Living on a high sugar diet: the fate of sucrose ingested by a phloem-feeding insect, the pea aphid Acyrthosiphon pisum

J Insect Physiol. 2000 Mar;46(3):335-341. doi: 10.1016/s0022-1910(99)00186-9.

Abstract

The natural diet of aphids, plant phloem sap, generally contains high concentrations of sucrose. When pea aphids (Acyrthosiphon pisum) were fed on chemically defined diets containing sucrose radiolabelled in the glucose or fructose moiety, 2 to 12-fold and 87 to 110-fold more radioactivity was recovered from the tissues and honeydew, respectively, of aphids that ingested [U-(14)C-glucose]-sucrose than from those ingesting [U-(14)C-fructose]-sucrose. The total radioactivity recovered was 70% of the ingested [U-(14)C-glucose]-sucrose and <5% of ingested [U-(14)C-fructose]-sucrose. The dominant honeydew sugars produced by aphids feeding on 0.75 M sucrose diets were oligosaccharides comprising glucose. In vitro the guts of pea aphids had high sucrase activity, 1-5 U mg(-1) protein, generating equimolar glucose and fructose except at high sucrose concentrations where glucose production was inhibited (K(si)=0.1 M).

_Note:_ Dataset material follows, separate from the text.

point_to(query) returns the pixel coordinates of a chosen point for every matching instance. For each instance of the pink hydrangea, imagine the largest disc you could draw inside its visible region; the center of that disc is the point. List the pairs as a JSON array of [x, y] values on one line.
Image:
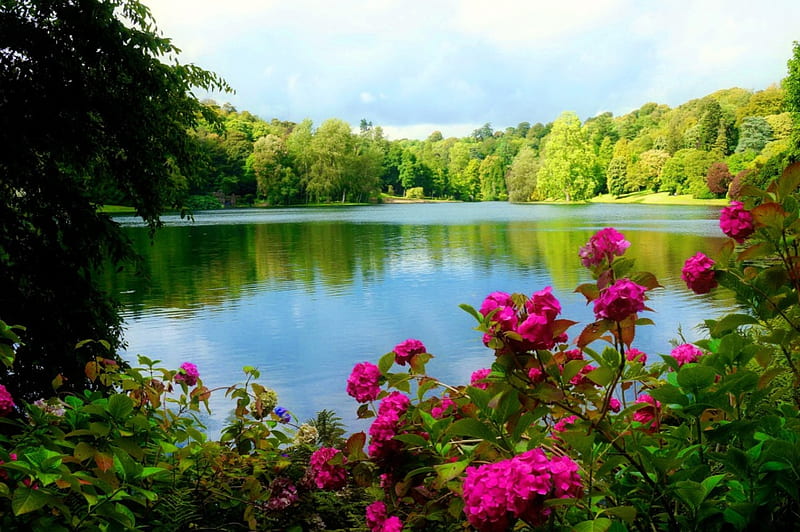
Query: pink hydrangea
[[649, 414], [544, 303], [6, 401], [282, 494], [326, 468], [614, 405], [494, 493], [620, 300], [634, 355], [698, 274], [405, 351], [603, 246], [386, 424], [495, 300], [477, 380], [736, 222], [363, 382], [439, 411], [686, 354], [188, 374]]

These data suggest that the fructose moiety of ingested sucrose is assimilated very efficiently and may be preferentially respired by the aphid, and that the glucose moiety of sucrose is incorporated into oligosaccharides by the transglucosidase activity of the gut sucrase at high sucrose concentrations. These differences in the fate of sucrose-derived glucose and fructose are important elements in both the carbon nutrition and osmoregulation of aphids.